Stopping at the window to direct engagement then, one stumbles on the way to forward thinking. To whom is left the responsibility of thinking about the future? Absent the painters and playwrights, sculptors and scenarists, conceptualizing the future cannot be adequately performed on the wings of deficit projections and market trends. Those identify not the future, but a compression of multiple replications of last summer's statistics into a neatly baked pie which we may then slice and view in cross-section. And without fail, our slice looks thin and unappetizing, and we pine for a slice of last year's pie or better, one from the fifties. But whatever the year, the future comes across as dark and portentous on the evening news, backlit as it is by the chill of our own numerical suspicions. And startling revelations arrive everyday of no import whatsoever, but of course we tremble at the well of so much meaning.
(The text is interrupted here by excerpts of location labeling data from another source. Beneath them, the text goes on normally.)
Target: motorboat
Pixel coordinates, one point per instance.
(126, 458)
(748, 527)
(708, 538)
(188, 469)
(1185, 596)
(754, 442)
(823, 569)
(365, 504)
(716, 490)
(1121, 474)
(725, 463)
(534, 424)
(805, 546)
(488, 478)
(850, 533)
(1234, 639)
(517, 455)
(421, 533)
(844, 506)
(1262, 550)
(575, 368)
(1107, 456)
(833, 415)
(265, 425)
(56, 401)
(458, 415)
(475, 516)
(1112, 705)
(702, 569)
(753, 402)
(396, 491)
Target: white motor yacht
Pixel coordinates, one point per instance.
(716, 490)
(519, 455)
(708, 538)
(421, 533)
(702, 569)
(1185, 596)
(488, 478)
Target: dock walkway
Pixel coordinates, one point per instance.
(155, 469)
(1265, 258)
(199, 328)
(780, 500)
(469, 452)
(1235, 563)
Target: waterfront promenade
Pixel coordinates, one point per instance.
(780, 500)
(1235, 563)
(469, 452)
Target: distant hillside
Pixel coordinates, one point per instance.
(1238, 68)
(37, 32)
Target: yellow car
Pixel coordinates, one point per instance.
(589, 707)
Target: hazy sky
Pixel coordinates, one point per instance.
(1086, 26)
The outward effects, plus the motivation to withstand them, then, become of primary concern to the artist. It is knowing oneself, recognizing that by which one lives, that one may face every day with the task in mind rather with a mind of tasks. During the four years the Nazis occupied Paris, Pablo Picasso remained at his studio on the Rue des Grands-Augustins. Unable to exhibit, he did manage to sell paintings and live day to day perhaps better than other Parisians of the time, if not to the level to which he had become accustomed. This raises questions about his involvement as a Vichy collaborator or a Resistance sympathizer. As a painter, his work was to a degree affected - and to his sympathies with the Spanish republicans, his Guernica stands as his most explicit testament. He was not naïve to the idea that war would show up in his paintings, but to what extent, he would leave to historians. His motivations lay elsewhere; and of course, the war is notably absent in many of his paintings from this period. Picasso had no intentions of extrapolating overt political agendas onto his paintings which were, ultimately and like everything else in his life, about Picasso.
He was awakened to a different agenda and, as to his decision to remain in Paris when so many other prominent artists had fled just ahead of the invading Nazis, he told Francoise Gilot in 1943: "I'm not looking for risks to take, but in a passive sort of way I don't care to yield to either force or terror. I only want to stay because I am here. The only kind of force that could make me leave is the desire to leave. Staying on really isn't a manifestation of courage; it's just a form of inertia."

For the artist then, ambiguity and the unknown stand out as the brightest road signs on the path linking immortality to smithereens. He must not only possess the capacity for these, he must desire them, wed them to his own need to be. This is why Picasso and the Nazis could hold nearly the same ground: what he had in mind was many times larger in magnitude than them. They could have arrested him, sure, but perhaps they came for him once in the afternoon when he lay asleep several blocks away in his mistress' boudoir. So as we unwittingly ready ourselves to overtake the role of the artist, to invalidate his efforts by the pretenses dispatched by the nature of extraneous events, we must ask ourselves: who will sleep into the afternoon?